There was one moment in particular that stands out. I was at the end of a mission, about to make my way to the exit. The bridge leading to it, however, was packed to the brim with guards. Now, under ideal circumstances, I could have used invisibility to creep past them all with ease. But I didn’t have enough amber, nor any spare vials, so that wasn’t an option. Fighting my way through wouldn’t work because the odds weren’t in my favor, nor were stealth kills much an option either due to the lack of cover. As soon as I’d kill one silently (which takes a few seconds), I’d be spotted before I could even begin to dispose of the body. And since it’s a bridge, I could only move forward through the throng of guards. I eventually figured it out after a half-hour of failure after failure by way of running through the area as fast as possible, not caring if I’d drawn the security’s attention.
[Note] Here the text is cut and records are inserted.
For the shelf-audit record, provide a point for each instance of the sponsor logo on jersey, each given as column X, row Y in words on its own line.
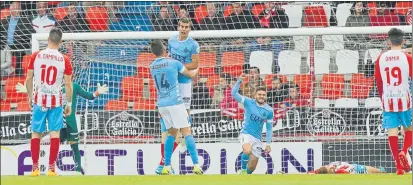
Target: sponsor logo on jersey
column 326, row 122
column 124, row 124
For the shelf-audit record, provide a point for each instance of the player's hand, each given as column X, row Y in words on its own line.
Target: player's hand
column 68, row 110
column 243, row 76
column 102, row 89
column 267, row 149
column 20, row 88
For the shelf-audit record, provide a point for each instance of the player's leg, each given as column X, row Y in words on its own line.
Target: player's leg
column 406, row 122
column 38, row 124
column 55, row 123
column 181, row 119
column 391, row 122
column 73, row 140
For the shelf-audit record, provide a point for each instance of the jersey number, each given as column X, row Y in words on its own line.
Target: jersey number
column 163, row 82
column 49, row 74
column 394, row 72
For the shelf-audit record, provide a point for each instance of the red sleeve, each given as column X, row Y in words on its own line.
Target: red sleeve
column 377, row 75
column 409, row 60
column 32, row 59
column 68, row 66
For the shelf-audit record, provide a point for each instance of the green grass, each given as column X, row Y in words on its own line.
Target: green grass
column 388, row 179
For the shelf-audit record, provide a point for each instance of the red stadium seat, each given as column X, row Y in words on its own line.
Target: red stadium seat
column 60, row 13
column 360, row 86
column 315, row 16
column 116, row 105
column 97, row 18
column 333, row 86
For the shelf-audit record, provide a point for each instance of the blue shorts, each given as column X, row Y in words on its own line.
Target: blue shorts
column 54, row 118
column 396, row 119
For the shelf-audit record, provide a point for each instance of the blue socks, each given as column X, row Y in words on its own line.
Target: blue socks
column 190, row 145
column 169, row 146
column 244, row 161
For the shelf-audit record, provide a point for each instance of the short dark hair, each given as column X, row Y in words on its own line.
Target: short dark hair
column 157, row 47
column 261, row 89
column 55, row 35
column 396, row 36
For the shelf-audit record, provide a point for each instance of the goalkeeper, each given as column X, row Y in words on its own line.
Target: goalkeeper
column 70, row 132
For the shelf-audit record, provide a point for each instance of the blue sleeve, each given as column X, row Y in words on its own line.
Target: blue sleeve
column 269, row 127
column 195, row 48
column 235, row 93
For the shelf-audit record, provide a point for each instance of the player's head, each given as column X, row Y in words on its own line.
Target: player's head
column 55, row 36
column 158, row 48
column 184, row 27
column 261, row 95
column 396, row 37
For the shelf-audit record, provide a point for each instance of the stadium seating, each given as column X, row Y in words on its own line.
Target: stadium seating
column 347, row 61
column 333, row 86
column 116, row 105
column 263, row 60
column 346, row 103
column 207, row 63
column 360, row 86
column 289, row 62
column 232, row 63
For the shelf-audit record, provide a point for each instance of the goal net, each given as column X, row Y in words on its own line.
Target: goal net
column 319, row 81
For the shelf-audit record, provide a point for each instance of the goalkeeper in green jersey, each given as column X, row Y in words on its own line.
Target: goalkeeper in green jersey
column 70, row 132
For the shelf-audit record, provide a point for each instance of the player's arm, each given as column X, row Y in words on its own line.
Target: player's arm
column 195, row 57
column 235, row 90
column 377, row 75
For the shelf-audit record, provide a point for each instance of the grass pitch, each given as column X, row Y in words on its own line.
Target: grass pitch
column 373, row 179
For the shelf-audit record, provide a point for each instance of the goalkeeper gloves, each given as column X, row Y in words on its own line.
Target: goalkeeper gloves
column 101, row 90
column 20, row 88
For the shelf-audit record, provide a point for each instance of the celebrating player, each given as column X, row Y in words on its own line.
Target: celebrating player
column 340, row 167
column 256, row 113
column 165, row 72
column 46, row 71
column 392, row 71
column 186, row 50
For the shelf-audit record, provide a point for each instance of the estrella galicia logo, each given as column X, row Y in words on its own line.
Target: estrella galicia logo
column 326, row 122
column 124, row 124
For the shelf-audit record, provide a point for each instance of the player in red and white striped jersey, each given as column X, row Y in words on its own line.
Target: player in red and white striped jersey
column 392, row 72
column 47, row 70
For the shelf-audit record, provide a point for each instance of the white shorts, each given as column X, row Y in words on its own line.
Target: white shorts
column 255, row 143
column 185, row 90
column 174, row 116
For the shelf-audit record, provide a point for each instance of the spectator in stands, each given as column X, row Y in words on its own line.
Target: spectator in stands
column 212, row 21
column 294, row 98
column 277, row 93
column 74, row 21
column 201, row 99
column 43, row 23
column 240, row 18
column 163, row 22
column 15, row 34
column 359, row 16
column 183, row 13
column 224, row 83
column 384, row 17
column 273, row 16
column 254, row 81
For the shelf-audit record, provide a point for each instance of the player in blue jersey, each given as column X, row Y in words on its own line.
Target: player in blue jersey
column 170, row 104
column 257, row 112
column 186, row 50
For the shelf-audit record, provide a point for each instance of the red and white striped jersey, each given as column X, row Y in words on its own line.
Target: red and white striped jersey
column 392, row 72
column 49, row 66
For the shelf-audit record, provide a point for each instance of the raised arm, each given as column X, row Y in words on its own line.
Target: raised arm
column 235, row 90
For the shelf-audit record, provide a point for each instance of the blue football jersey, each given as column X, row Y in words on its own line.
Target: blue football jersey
column 255, row 115
column 183, row 51
column 165, row 72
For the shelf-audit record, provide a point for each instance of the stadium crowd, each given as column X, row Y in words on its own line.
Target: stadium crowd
column 20, row 19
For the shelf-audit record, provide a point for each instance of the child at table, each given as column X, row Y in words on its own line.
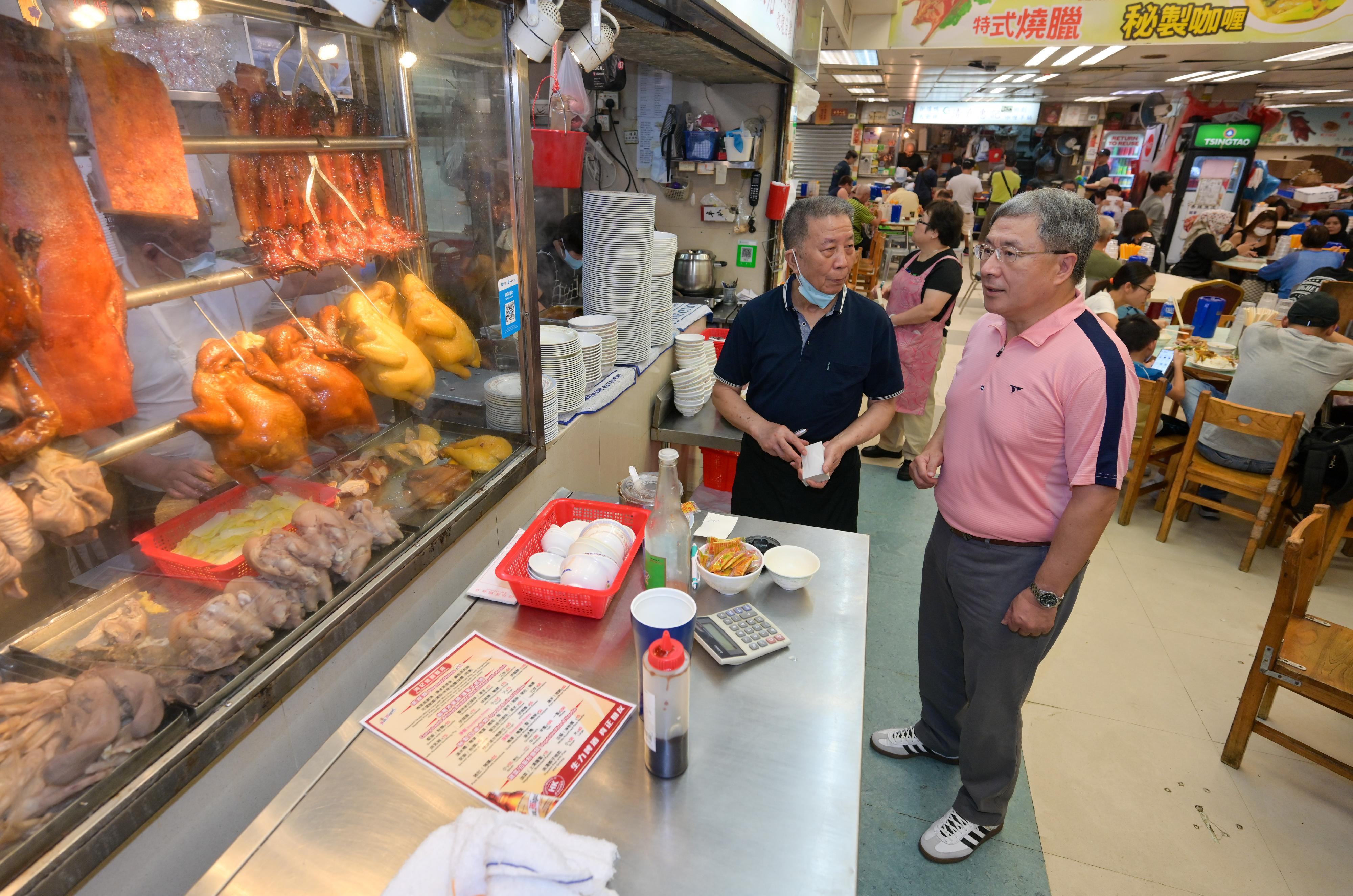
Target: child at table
column 1139, row 335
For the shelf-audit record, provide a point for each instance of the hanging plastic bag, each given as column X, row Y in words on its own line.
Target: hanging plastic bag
column 572, row 85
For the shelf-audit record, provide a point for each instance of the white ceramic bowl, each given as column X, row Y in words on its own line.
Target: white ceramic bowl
column 620, row 528
column 608, row 536
column 596, row 546
column 557, row 541
column 791, row 566
column 730, row 584
column 588, row 572
column 574, row 528
column 546, row 566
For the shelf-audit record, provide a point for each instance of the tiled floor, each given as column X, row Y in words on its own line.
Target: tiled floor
column 1125, row 789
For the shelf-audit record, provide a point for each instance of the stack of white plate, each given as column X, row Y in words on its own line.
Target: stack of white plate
column 661, row 288
column 693, row 350
column 591, row 346
column 603, row 325
column 503, row 405
column 562, row 359
column 692, row 388
column 618, row 267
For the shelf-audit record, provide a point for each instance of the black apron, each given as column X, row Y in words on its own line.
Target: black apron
column 771, row 489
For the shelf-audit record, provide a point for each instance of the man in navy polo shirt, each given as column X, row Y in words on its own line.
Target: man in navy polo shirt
column 807, row 352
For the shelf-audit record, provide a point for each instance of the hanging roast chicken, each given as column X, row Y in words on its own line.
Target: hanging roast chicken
column 329, row 394
column 21, row 327
column 244, row 413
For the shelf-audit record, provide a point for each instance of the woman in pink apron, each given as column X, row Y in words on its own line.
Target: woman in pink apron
column 921, row 300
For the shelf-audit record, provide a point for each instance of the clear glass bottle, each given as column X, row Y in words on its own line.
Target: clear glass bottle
column 668, row 532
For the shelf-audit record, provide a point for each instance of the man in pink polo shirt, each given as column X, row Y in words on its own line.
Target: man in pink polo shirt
column 1026, row 466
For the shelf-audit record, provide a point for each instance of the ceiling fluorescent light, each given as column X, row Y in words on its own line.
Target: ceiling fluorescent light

It’s a problem compounded by the fact that you end up traversing the same few environments multiple times. Guard placements and patrol patterns may change, and new foes introduced, but generally speaking, once you’ve gone through an area once, you know how best to tackle it. Going through levels backward does certainly bring some fresh challenges along – namely in making paths you relied on once before not working so well when tackling the level in reverse – but they’re short lived in light of your newfound familiarity with the environments.
Content recycling becomes more common the deeper you get into Styx, fresh content drying up roughly around four or five missions in. New enemies make up the difference, but they also steadily push the game closer toward crippling cases of trial and error. Archers can slay you from afar with a bolt or two, ogres kill you if you happen to be within their vicinity upon waking up, elves can sense you whenever you’re within a certain distance, and the aforementioned knights are impervious to direct attacks or stealth kills. They do manage to keep things interesting by forcing you to employ different tactics – unlatching crates hanging from the ceiling onto unsuspecting guards, for instance – but do to do by giving you no other choice flies in the face of the freedom offered to you earlier in the game.
If that sounds up your alley, however, Goblin Mode is for you. In it, stealth is literally your sole option. All enemies can kill Styx in one hit, parries no longer an option. It’s tough and sometimes unforgivable, but it’s also a challenge of you choose to take part in. That it essentially becomes one giant game of trial and error is fine then because it’s an option – something you can avoid entirely if that’s not the kind of stealth gameplay you enjoy.
Which makes it all the more disappointing that so much of Styx fails to live up to that same promise. Its early hours provide fantastic open-ended stealth, while the later levels steadily become more reliant on limiting your options to create challenge. Styx: Master of Shadows is a fine game by all accounts, but one impaired by its steady descent into rigid design.